Chapter 40 Lee

Lee

Late one night, Lee couldn’t breathe in Regan’s apartment.

She had to be outside. Still in her nightgown, she pulled on a coat and walked down the stairs, into the Athenian dark.

The city felt lush with possibility—something vital was happening.

She just had to figure out what it was.

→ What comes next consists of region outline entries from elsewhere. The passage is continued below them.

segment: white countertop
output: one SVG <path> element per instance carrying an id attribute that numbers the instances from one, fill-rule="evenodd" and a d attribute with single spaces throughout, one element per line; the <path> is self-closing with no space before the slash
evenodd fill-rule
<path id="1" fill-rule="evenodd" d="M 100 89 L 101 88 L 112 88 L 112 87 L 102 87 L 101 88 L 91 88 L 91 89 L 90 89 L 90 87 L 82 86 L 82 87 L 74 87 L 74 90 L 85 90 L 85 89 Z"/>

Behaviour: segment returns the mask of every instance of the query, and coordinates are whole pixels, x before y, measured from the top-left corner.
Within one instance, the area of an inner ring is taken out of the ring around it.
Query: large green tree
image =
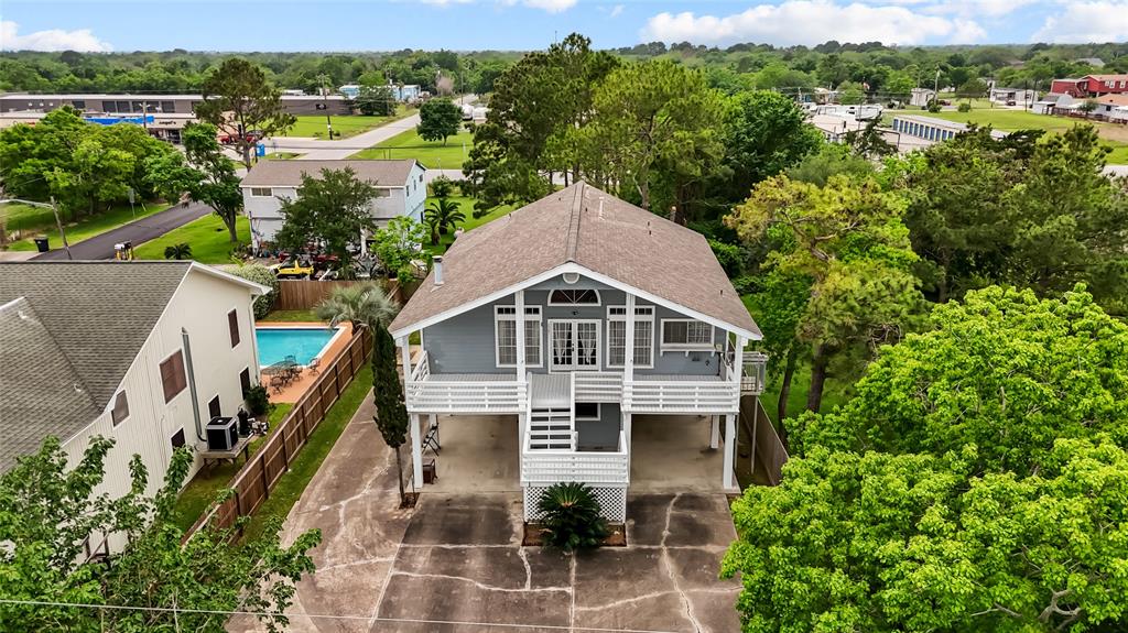
[[[338,275],[351,278],[351,247],[360,242],[362,231],[376,231],[370,206],[376,194],[373,184],[356,178],[350,167],[302,173],[298,197],[282,200],[279,212],[284,224],[274,241],[290,252],[302,252],[316,244],[337,258]]]
[[[195,106],[196,117],[233,139],[247,169],[256,142],[249,134],[273,136],[294,123],[293,115],[282,107],[282,91],[267,81],[262,68],[247,60],[224,60],[201,89],[204,100]]]
[[[182,135],[184,154],[174,152],[150,160],[148,181],[168,199],[187,193],[195,202],[212,207],[227,226],[232,243],[239,241],[238,219],[243,212],[239,177],[215,140],[215,126],[192,123]]]
[[[442,141],[458,134],[462,127],[462,110],[450,99],[431,99],[420,108],[420,124],[415,127],[424,141]]]
[[[653,61],[616,69],[596,90],[582,135],[606,170],[605,181],[652,208],[658,181],[670,190],[673,217],[685,222],[690,191],[724,155],[724,100],[704,73]],[[655,208],[666,213],[667,208]]]
[[[49,438],[0,478],[0,630],[219,633],[224,613],[233,610],[261,614],[267,630],[284,630],[294,583],[314,571],[308,552],[320,542],[319,531],[282,546],[281,520],[271,519],[261,536],[232,543],[248,520],[243,517],[229,528],[205,525],[185,540],[175,506],[192,454],[173,453],[152,497],[134,456],[129,492],[111,497],[99,490],[112,447],[96,437],[68,464],[59,440]],[[124,549],[89,560],[88,537],[96,549],[106,534],[124,536]]]
[[[810,279],[797,337],[811,346],[807,407],[818,411],[830,362],[857,346],[896,341],[919,305],[916,255],[902,224],[902,200],[873,179],[832,176],[825,187],[769,178],[726,217],[746,242],[769,230],[790,239],[766,267]]]

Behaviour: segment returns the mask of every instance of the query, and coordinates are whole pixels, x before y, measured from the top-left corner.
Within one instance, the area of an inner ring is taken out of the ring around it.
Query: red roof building
[[[1128,95],[1128,74],[1086,74],[1081,79],[1055,79],[1050,92],[1086,99],[1102,95]]]

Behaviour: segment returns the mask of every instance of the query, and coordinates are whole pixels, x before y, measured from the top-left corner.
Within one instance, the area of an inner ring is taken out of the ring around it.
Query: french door
[[[549,369],[569,372],[599,368],[598,320],[549,320]]]

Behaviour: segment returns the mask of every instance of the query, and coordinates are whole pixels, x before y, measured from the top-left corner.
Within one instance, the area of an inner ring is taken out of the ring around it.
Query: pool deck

Had Regan stepped outside this same door, searching?

She had been missing for almost two weeks.

Show me the path, Lee asked her sister.

The moonlight turned everything silver—ancient walls, sleeping cats, closed tavernas.

Lee hadn’t slept in forty-eight hours but had no fatigue, only a fantastic energy that made her skin vibrate in a weirdly pleasing way.

Her mouth was dry, her pulse visible at her wrists.

This was what she’d been missing—this electric aliveness.

Lee walked fast, her coat flying open, hair streaming behind her. She was magnificent. She was exactly who she was meant to be—not dulled by medications. This was her true self: wild, intuitive, connected to frequencies others couldn’t hear.

The city transformed as she walked along Pireos Street. Modern Athens peeled away like old paint, revealing layers of history. She reached the ancient cemetery of Kerameikos and jumped its fence, her nightgown catching briefly on a metal spike.

The archaeological site was sacred. Broken marble columns studded the tall grass, and gravestones carved with scenes of farewell shone.

A statue of a mourning woman seemed to turn toward her.

Lee moved deeper into the ruins, past excavated foundations.

The herbal scent of fennel and wild thyme mixed with the dusty smell of ancient marble.

“Regan?” she called softly.

She climbed onto a broken column, standing among relics, feeling holy. Night air filled Lee’s lungs, and she spread her arms. The Acropolis glowed in the distance, its clean columns echoing the shattered ones around her.

Lee waited, every nerve lit. Any moment now, Regan would appear—step out from behind a pillar, rise from the marble foundations. They would embrace. Lee would say, I see the world you see.

But nothing moved.

Finally, Lee stumbled back to the ground, her foot tearing on a sharp edge of marble. But the pain in her foot was outside of her and she could be outside the pain.

Regan was not here.

Lee scrambled back over the fence. The city hadn’t changed.

Buses hissed, voices floated from a late-night kiosk.

She continued to walk, eventually reaching a massive nightclub housed in a converted mansion.

Heavy bass drew her close. She approached the entrance in her torn nightgown and overcoat, foot bleeding. The bouncer looked her up and down.

He stepped aside. Of course he stepped aside.

She was Lee Perkins.

She belonged everywhere.

Lee pushed through the heavy doors into strobing lights, a crushing crowd, air thick with smoke and sweat and something chemical-sweet.

Bodies pressed against her. She moved deeper into the club, hearing a hundred hearts beating, knowing she would find her sister.

She would solve everything. She was invincible.

Lee could finally see the secret world.